Posted by fidest press agency su giovedì, 13 luglio 2017

metro-romaRoma “Nel corso della sua audizione in commissione di Inchiesta sulle periferie alla Camera dall’esposizione della sindaca Raggi si rileva che dell’anno della sua amministrazione alle periferie romane sono rimaste solo le promesse e qualche toppa nelle disastrate strade capitoline. Verde pubblico e rifiuti sono in emergenza e sui progetti speciali di riqualificazione urbana la giunta non è pervenuta.
La sindaca dice aver trovato il far west e ad Ottavia nella periferia nord dove abita la sindaca qualcuno già vorrebbe proiettare l’epopea dei film di John Ford che hanno come protagonista il mitico John Wayne. La metro C, il rafforzamento del trasporto pubblico e i programmi urbanistici di riqualificazione sono stati perfezionati nel corso della precedente giunta di centrosinistra , mentre i contributi speciali per progetti mirati di riqualificazione delle periferie (Corviale) sono stati stanziati dal governo.

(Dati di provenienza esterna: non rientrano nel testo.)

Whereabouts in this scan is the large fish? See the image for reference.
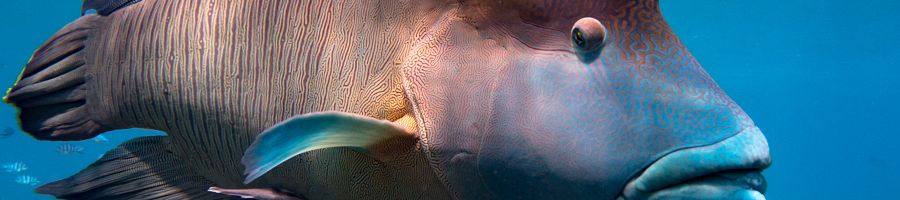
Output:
[6,0,771,199]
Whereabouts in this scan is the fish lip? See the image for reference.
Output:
[618,127,772,199]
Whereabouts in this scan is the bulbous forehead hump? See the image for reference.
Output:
[460,0,659,30]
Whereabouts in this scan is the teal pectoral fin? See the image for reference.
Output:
[241,112,416,183]
[35,136,232,199]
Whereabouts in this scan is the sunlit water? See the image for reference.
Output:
[0,0,900,199]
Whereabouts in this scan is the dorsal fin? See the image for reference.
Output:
[81,0,141,16]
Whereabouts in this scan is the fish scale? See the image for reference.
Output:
[6,0,771,199]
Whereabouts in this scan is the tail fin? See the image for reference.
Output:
[36,136,231,199]
[4,16,110,140]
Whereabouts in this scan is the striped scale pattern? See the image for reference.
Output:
[7,0,768,199]
[55,0,447,199]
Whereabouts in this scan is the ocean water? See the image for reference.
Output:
[0,0,900,199]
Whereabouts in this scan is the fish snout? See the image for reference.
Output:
[619,127,772,200]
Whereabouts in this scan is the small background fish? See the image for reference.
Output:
[16,175,41,186]
[2,162,28,172]
[56,144,84,155]
[0,127,16,139]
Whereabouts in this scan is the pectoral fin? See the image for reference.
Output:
[241,112,416,183]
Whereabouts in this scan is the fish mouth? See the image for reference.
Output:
[618,127,772,200]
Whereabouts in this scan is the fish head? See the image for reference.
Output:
[405,0,770,199]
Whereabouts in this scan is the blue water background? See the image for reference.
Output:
[0,0,900,199]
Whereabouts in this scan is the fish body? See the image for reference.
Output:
[93,135,109,143]
[5,0,771,199]
[2,162,28,172]
[15,175,41,186]
[56,144,84,155]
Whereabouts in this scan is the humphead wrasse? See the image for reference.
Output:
[5,0,771,199]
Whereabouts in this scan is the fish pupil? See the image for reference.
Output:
[572,28,587,47]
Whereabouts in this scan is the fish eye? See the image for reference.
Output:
[572,17,606,53]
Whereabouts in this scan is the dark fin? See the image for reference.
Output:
[35,136,231,199]
[209,187,303,200]
[241,112,417,183]
[4,16,109,140]
[81,0,141,16]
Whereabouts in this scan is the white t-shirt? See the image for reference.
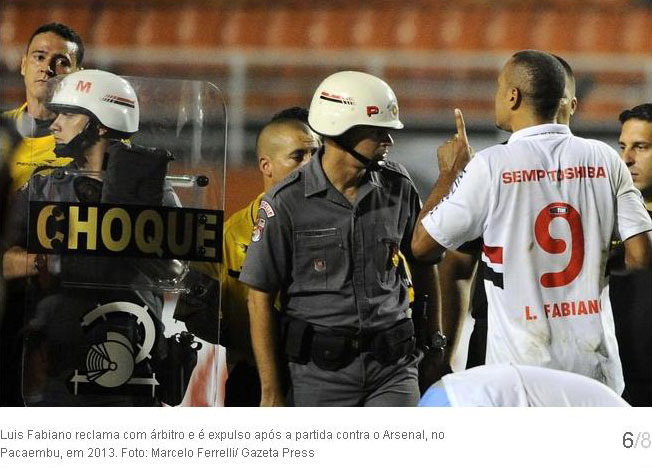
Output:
[422,124,652,393]
[441,364,629,407]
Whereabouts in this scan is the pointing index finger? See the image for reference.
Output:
[455,109,469,144]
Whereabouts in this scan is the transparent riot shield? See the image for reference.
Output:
[17,77,226,406]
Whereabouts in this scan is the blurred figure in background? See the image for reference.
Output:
[180,107,321,406]
[0,23,84,406]
[0,117,21,328]
[3,23,84,190]
[609,104,652,406]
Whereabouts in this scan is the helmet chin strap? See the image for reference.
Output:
[331,135,385,171]
[54,120,100,159]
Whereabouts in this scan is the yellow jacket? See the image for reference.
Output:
[2,103,72,192]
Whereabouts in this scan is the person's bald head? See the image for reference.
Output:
[496,50,566,132]
[256,117,320,191]
[553,54,577,125]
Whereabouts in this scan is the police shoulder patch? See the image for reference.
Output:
[259,200,274,218]
[251,218,267,242]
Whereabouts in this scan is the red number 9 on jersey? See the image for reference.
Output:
[534,202,584,288]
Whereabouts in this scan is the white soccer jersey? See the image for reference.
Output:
[442,364,629,407]
[422,124,652,393]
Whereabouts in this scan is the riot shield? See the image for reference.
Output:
[17,77,226,406]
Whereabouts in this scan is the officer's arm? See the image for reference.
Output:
[438,250,478,353]
[408,260,449,391]
[624,231,652,270]
[247,286,285,406]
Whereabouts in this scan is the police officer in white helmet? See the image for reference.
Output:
[3,70,178,406]
[240,71,434,406]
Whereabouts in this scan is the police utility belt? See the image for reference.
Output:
[283,317,416,370]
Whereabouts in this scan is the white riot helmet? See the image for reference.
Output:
[308,71,403,136]
[48,70,140,136]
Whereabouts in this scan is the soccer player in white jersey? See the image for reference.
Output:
[412,50,652,393]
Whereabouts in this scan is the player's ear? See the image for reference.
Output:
[570,97,577,115]
[509,88,523,110]
[258,156,272,177]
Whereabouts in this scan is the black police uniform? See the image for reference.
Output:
[240,155,421,406]
[8,157,178,406]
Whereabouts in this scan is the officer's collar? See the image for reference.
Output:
[302,147,383,197]
[507,124,572,143]
[304,146,331,197]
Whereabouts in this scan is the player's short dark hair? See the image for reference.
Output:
[618,103,652,124]
[27,23,84,67]
[270,107,308,125]
[511,50,566,120]
[552,54,575,79]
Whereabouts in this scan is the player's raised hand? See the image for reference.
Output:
[437,109,473,175]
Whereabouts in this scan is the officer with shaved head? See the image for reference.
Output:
[186,107,321,406]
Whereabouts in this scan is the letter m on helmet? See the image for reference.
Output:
[75,80,93,93]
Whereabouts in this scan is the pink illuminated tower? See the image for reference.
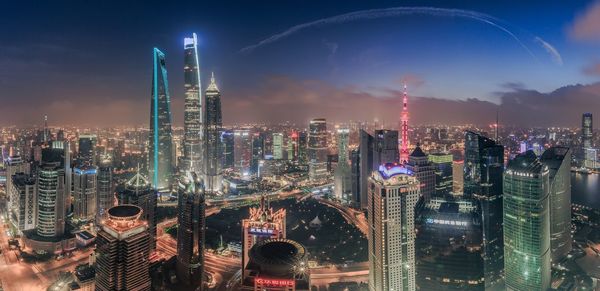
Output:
[400,84,409,163]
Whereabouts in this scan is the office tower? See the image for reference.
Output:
[334,128,352,202]
[400,84,409,163]
[250,132,265,175]
[452,160,465,196]
[148,48,174,191]
[73,164,98,221]
[354,129,374,209]
[504,151,551,291]
[221,130,235,169]
[429,153,452,198]
[182,33,204,174]
[367,129,400,169]
[243,238,311,291]
[406,145,435,201]
[118,172,157,251]
[540,147,572,263]
[367,164,420,291]
[6,172,37,232]
[415,197,486,291]
[242,196,285,283]
[96,205,151,291]
[298,131,308,165]
[581,113,594,149]
[233,129,252,175]
[176,172,206,290]
[464,131,504,288]
[204,73,223,193]
[273,132,283,160]
[36,141,71,238]
[308,118,327,181]
[96,155,115,222]
[350,149,361,207]
[77,134,98,165]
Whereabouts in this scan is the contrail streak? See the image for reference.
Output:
[239,7,562,64]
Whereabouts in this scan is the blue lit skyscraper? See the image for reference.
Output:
[181,33,204,174]
[148,48,173,190]
[204,74,223,192]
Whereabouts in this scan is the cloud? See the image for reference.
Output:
[583,63,600,76]
[569,1,600,42]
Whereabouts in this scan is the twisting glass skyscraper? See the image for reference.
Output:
[181,33,204,174]
[504,151,551,291]
[176,172,205,290]
[148,48,173,190]
[204,73,223,192]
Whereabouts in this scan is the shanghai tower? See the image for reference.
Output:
[181,33,204,174]
[204,73,223,193]
[148,48,173,190]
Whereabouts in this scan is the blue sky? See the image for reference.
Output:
[0,1,600,126]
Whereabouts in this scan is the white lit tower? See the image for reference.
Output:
[400,84,410,163]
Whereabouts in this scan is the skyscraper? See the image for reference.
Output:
[182,33,204,174]
[405,145,435,201]
[204,73,223,193]
[540,147,572,262]
[400,84,409,163]
[464,131,504,288]
[308,118,327,181]
[73,165,98,221]
[242,196,285,285]
[367,164,420,291]
[118,172,157,251]
[334,128,352,202]
[176,172,206,290]
[148,48,174,190]
[273,132,283,160]
[429,153,452,198]
[581,113,594,149]
[96,155,115,222]
[96,205,151,291]
[504,151,551,291]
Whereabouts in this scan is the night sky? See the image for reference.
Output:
[0,1,600,127]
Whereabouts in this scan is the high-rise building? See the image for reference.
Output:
[429,153,452,198]
[221,130,235,169]
[176,172,206,290]
[250,132,265,175]
[73,164,98,221]
[233,129,252,174]
[273,132,283,160]
[77,134,98,165]
[308,118,327,181]
[581,113,594,149]
[242,196,285,285]
[400,84,410,163]
[7,173,37,232]
[367,164,420,291]
[354,129,375,209]
[204,73,223,193]
[504,151,551,291]
[96,205,151,291]
[36,142,71,238]
[148,48,174,190]
[96,155,115,222]
[182,33,204,174]
[334,128,352,202]
[117,172,157,251]
[540,147,572,262]
[464,131,504,288]
[367,129,396,169]
[405,145,435,201]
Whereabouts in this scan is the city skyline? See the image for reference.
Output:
[0,1,600,126]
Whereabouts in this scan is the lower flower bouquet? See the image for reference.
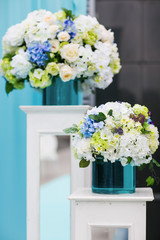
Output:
[64,102,160,193]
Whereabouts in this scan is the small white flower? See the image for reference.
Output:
[44,12,57,25]
[3,23,25,47]
[100,25,114,44]
[60,65,73,82]
[49,39,59,53]
[11,50,32,79]
[48,25,59,38]
[58,31,70,42]
[61,43,79,62]
[33,68,44,79]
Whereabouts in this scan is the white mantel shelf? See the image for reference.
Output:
[69,188,154,240]
[69,188,154,202]
[20,105,91,114]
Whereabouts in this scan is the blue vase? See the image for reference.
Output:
[92,158,136,194]
[43,78,83,105]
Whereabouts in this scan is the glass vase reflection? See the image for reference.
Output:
[92,158,136,194]
[43,78,83,105]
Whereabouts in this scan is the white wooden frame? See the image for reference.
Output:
[20,106,90,240]
[69,188,154,240]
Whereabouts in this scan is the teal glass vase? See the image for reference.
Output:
[92,159,136,194]
[43,78,83,105]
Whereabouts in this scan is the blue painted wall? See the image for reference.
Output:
[0,0,86,240]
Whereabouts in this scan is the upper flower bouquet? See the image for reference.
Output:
[64,102,160,186]
[0,9,121,93]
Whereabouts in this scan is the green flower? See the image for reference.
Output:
[5,70,17,85]
[59,42,69,49]
[109,58,121,74]
[55,11,66,21]
[46,62,59,76]
[82,31,98,46]
[13,81,24,90]
[90,132,109,151]
[1,58,12,72]
[87,62,96,72]
[133,104,149,119]
[29,68,52,89]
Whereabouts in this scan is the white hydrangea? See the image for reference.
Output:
[11,49,32,79]
[2,23,25,50]
[73,102,159,166]
[74,15,99,33]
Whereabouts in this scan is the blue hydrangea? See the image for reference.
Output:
[63,18,77,39]
[58,17,77,40]
[27,41,51,67]
[80,116,104,138]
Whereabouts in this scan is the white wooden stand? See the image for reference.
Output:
[20,106,90,240]
[69,188,154,240]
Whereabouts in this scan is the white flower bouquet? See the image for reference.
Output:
[64,102,160,186]
[0,9,121,93]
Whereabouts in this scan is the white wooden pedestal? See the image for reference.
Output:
[20,106,90,240]
[69,188,154,240]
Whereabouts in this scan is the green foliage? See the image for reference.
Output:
[146,176,154,186]
[141,122,151,134]
[127,157,132,164]
[62,8,76,20]
[138,163,147,171]
[89,112,106,122]
[152,158,160,167]
[141,128,151,134]
[79,158,90,168]
[108,109,113,116]
[2,53,15,60]
[63,124,78,134]
[6,81,14,95]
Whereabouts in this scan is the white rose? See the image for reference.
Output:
[58,31,70,42]
[100,25,114,44]
[48,25,58,34]
[33,68,44,79]
[60,65,73,82]
[11,51,32,79]
[49,39,59,53]
[3,23,25,46]
[61,43,79,62]
[44,12,57,25]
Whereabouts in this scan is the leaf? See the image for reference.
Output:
[141,128,151,134]
[79,159,90,168]
[146,176,154,186]
[138,163,147,171]
[62,8,76,20]
[73,79,78,94]
[2,53,15,60]
[127,157,132,164]
[108,109,113,116]
[63,125,78,134]
[152,158,160,167]
[89,112,106,122]
[149,161,153,171]
[6,82,14,95]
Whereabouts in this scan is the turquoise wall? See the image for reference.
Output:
[0,0,86,240]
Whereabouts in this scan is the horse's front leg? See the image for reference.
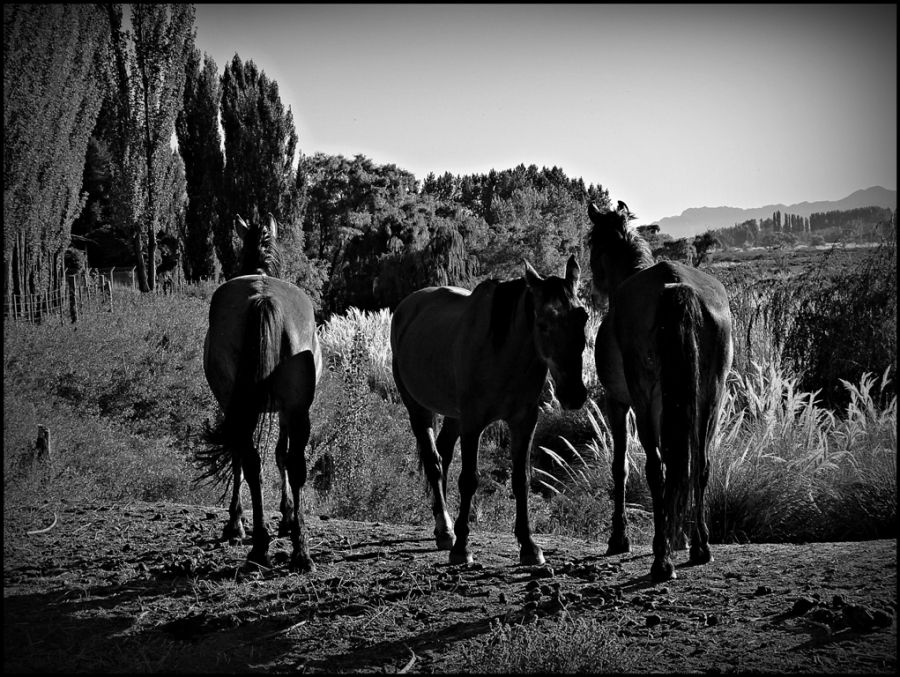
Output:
[433,417,459,550]
[606,400,631,555]
[222,450,245,541]
[450,430,481,564]
[508,407,544,564]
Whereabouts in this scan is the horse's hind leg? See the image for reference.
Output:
[690,450,713,564]
[222,451,245,541]
[243,432,271,567]
[234,407,270,567]
[394,386,458,550]
[287,410,316,571]
[275,414,294,536]
[450,431,481,564]
[509,408,544,564]
[606,400,631,555]
[635,410,675,583]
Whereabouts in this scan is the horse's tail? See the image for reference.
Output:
[195,294,289,491]
[658,284,703,546]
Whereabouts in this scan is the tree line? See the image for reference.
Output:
[3,4,609,316]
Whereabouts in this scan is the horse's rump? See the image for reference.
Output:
[197,275,321,482]
[657,284,704,530]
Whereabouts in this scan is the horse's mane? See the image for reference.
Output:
[588,211,656,269]
[473,277,534,348]
[240,226,283,277]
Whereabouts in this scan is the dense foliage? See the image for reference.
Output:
[3,4,108,314]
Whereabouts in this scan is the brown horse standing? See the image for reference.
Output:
[198,214,322,571]
[391,257,587,564]
[588,202,732,581]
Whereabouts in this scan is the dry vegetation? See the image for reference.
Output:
[3,238,897,670]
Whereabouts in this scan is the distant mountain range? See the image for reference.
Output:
[656,186,897,239]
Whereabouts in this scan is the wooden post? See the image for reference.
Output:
[34,425,53,464]
[66,275,78,324]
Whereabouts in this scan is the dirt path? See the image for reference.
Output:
[3,503,897,674]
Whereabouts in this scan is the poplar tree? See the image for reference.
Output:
[175,48,225,280]
[107,3,194,291]
[215,54,308,282]
[3,4,107,313]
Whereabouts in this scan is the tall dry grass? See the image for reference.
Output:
[4,246,897,542]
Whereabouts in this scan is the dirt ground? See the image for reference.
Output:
[3,496,897,674]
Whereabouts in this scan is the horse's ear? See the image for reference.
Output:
[522,259,544,291]
[566,254,581,290]
[234,214,250,241]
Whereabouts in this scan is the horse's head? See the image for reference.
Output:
[525,256,588,409]
[234,214,281,277]
[588,200,653,308]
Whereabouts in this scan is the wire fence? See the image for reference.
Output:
[3,267,185,324]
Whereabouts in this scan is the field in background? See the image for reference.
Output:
[3,238,897,543]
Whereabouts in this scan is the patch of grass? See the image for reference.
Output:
[459,616,638,674]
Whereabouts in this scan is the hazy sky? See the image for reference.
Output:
[196,4,897,222]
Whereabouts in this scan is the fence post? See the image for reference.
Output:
[66,275,78,324]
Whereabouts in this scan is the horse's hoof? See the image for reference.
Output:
[247,550,272,569]
[606,536,631,556]
[450,550,474,564]
[434,533,455,550]
[690,546,713,565]
[650,560,677,583]
[290,552,316,574]
[519,546,544,566]
[222,523,247,544]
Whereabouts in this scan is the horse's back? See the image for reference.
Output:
[595,261,732,403]
[203,275,322,407]
[615,261,731,342]
[391,286,470,416]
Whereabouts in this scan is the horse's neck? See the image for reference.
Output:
[607,258,654,307]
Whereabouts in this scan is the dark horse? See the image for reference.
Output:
[588,202,732,581]
[198,214,322,571]
[391,257,587,564]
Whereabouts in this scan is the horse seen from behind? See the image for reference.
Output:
[197,214,322,571]
[588,202,732,582]
[391,256,587,564]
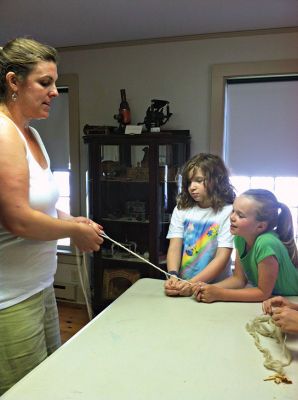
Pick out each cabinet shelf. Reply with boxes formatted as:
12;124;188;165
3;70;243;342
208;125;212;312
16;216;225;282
101;217;149;224
83;125;190;314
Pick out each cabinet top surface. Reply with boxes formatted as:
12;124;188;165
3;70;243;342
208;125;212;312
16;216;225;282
83;127;190;144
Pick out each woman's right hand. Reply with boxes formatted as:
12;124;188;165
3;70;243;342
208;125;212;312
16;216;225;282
262;296;291;315
71;221;103;253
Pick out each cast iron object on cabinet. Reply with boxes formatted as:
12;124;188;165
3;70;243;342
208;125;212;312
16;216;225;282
83;125;190;314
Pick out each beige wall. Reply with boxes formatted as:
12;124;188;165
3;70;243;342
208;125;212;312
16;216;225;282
59;31;298;158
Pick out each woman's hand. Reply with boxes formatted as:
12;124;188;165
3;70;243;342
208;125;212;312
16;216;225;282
164;276;192;297
272;306;298;333
262;296;291;315
71;217;103;253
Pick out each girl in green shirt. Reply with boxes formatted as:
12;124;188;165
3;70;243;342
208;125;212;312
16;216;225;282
193;189;298;303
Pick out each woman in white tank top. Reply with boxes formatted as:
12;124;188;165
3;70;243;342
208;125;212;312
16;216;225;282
0;38;103;395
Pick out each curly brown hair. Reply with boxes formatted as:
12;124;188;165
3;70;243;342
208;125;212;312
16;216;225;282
177;153;236;212
241;189;298;268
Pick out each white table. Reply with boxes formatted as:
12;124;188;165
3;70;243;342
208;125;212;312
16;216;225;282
1;279;298;400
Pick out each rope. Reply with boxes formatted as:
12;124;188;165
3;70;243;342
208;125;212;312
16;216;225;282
246;315;292;383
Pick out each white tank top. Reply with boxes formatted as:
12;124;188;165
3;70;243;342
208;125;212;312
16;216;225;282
0;116;59;309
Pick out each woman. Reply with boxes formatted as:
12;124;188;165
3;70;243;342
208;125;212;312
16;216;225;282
0;38;103;395
165;153;235;296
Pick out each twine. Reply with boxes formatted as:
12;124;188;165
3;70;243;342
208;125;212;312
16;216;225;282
100;232;191;285
246;315;292;383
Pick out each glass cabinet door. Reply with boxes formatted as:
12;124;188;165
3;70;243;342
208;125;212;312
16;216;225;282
84;126;190;314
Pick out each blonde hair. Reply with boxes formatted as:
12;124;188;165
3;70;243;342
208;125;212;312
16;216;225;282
177;153;235;212
241;189;298;268
0;38;58;102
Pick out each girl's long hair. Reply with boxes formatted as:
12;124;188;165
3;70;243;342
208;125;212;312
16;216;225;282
242;189;298;268
177;153;235;212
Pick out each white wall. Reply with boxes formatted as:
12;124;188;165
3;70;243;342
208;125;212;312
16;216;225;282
59;32;298;158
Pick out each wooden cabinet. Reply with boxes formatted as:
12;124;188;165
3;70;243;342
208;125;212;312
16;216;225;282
83;125;190;314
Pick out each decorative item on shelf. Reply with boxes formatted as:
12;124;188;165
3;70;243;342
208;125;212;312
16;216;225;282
83;124;116;135
158;165;176;182
111;241;137;258
139;99;173;132
114;89;131;133
126;166;149;181
125;200;146;221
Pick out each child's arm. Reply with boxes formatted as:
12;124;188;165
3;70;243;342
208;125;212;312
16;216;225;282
167;238;183;274
164;238;183;296
196;256;278;303
190;247;232;283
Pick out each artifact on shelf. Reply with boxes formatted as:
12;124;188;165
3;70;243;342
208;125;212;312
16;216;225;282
139;99;173;132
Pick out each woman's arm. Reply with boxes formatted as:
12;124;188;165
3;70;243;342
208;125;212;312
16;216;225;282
167;238;183;274
0;121;103;251
164;238;183;296
262;296;298;314
197;256;279;303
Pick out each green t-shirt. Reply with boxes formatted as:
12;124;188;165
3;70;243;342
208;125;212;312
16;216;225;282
234;232;298;296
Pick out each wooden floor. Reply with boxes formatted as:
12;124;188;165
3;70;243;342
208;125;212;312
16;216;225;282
57;301;89;343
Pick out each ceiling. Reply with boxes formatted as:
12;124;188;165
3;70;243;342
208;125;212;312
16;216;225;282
0;0;298;47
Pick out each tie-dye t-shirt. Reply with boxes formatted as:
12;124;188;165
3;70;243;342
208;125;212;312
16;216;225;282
167;205;233;282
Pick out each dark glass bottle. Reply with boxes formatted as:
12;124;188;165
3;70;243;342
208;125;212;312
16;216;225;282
119;89;131;125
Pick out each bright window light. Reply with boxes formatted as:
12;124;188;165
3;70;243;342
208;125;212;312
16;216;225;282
231;176;298;244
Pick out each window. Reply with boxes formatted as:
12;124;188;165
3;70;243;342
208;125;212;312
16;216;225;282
210;60;298;242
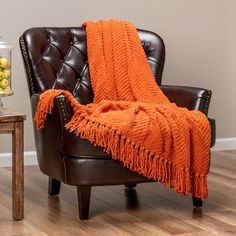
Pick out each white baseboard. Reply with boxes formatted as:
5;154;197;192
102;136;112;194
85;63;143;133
0;151;38;167
0;137;236;167
211;137;236;151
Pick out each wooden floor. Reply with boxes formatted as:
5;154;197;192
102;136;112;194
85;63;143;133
0;151;236;236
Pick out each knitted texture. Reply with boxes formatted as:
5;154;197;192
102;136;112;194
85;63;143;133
35;20;210;198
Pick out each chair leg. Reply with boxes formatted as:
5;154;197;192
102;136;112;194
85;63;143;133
48;177;61;196
77;186;91;220
193;197;202;207
125;184;137;189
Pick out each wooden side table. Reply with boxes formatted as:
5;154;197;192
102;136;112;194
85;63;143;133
0;108;26;220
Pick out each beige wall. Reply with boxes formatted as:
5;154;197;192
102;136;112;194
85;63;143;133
0;0;236;152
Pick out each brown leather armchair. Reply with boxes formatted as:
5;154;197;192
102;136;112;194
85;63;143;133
20;27;215;219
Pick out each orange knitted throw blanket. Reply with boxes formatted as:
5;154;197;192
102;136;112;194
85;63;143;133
35;20;210;198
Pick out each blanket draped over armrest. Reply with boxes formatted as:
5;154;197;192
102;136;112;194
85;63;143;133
35;20;210;198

A parte le anticipazioni e le nuove promesse sulle funivie, in periferia dell’attività della giunta M5S non c’è traccia. La delusione si percepisce non solo dai sondaggi, dove il 70% degli elettori dichiara non volerla rivotare, ma anche dalla vacuità delle promesse grilline di cui rimangono solo le enunciazioni in attesa, chissà quando, che siano seguite da fatti concreti.” Così in una nota il consigliere del PD capitolino Antongiulio Pelonzi.